Kaluki Tue 11-Jun-13 17:58:39

I'm not sure about that Rhubarb. I think that with no discipline or boundaries children are bad mannered and spoilt. It's our job as parents to instill the social skills into them.
They learn manners and behaviour from those around them but bad habits can be unlearnt - it just takes time and can't be done by just a SM alone if the other parents won't co-operate.

babyhmummy01 Tue 11-Jun-13 19:29:47

madonna ohh i could have written that recently about my DSS (9) and DSD (7) - their manners are appalling and i have a VERY low tolerance for rudeness especially from such young children!

Does your DSD live with you? has anything been discussed with her mum so that a consistent approach can be followed in both homes?

I do find that if i sit quietly with my DP's 2 and explain that they need to be on their best behaviour etc then they are a bit better, but not by much.

I perhaps wouldn't mention what was said by the relative, but maybe approach it via the what you observed route as it is less likely to cause animosity.

I am afraid the only key is persistence and consistency. I am sure it takes longer to train the Dad to pull them up and be consistent than it does to get the kids to adhere to polite behaviour!

Ultimately this behaviour could be the result of something deeper like bullying, but IME it is more to do with poor parenting about how they are expected to behave in social situations (please don't flame me!!!)

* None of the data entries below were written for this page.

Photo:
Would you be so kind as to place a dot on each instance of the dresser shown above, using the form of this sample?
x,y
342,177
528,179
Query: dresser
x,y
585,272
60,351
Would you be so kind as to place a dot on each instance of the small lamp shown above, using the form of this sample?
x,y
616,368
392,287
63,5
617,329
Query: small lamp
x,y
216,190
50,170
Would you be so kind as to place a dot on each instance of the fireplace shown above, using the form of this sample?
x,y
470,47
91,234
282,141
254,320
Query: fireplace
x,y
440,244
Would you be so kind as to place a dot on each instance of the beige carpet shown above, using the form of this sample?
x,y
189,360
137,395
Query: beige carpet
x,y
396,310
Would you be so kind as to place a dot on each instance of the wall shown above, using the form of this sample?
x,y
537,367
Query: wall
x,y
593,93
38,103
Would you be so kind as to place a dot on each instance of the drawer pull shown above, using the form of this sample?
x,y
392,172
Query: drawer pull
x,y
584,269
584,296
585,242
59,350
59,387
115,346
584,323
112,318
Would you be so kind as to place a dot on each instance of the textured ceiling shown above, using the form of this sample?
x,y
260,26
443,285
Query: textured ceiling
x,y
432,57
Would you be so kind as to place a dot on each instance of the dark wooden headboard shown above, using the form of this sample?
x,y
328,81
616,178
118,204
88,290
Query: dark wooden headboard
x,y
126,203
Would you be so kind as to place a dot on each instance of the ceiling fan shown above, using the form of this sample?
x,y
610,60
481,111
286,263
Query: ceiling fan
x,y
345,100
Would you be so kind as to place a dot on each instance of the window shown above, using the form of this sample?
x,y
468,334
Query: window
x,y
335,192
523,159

brdgrl Tue 11-Jun-13 21:44:20

I had to tell my now-DH this about his children. They were older (10 and 13), but the gist of it was the same. He was losing friends and not being invited back places, because he would insist on taking the kids and they would act really badly. At first I tried to be very subtle, softly-softly about it...about nine months into our relationship, though, a good friend of mine took me aside, very upset, and told me that she was sorry, but she and her DP just couldn't ask us around anymore, because the kids had been so unbearable the last time (DSD pushy and attention-seeking; DSS throwing a temper tantrum and kicking their walls). I had to tell him. It was tough, but it was necessary, and actually, it made things easier once he opened up his eyes a bit.

A few years on now, I make sure to tell him when people mention (as they so often do!) how nicely the kids are behaving now, or how much better behaved they are.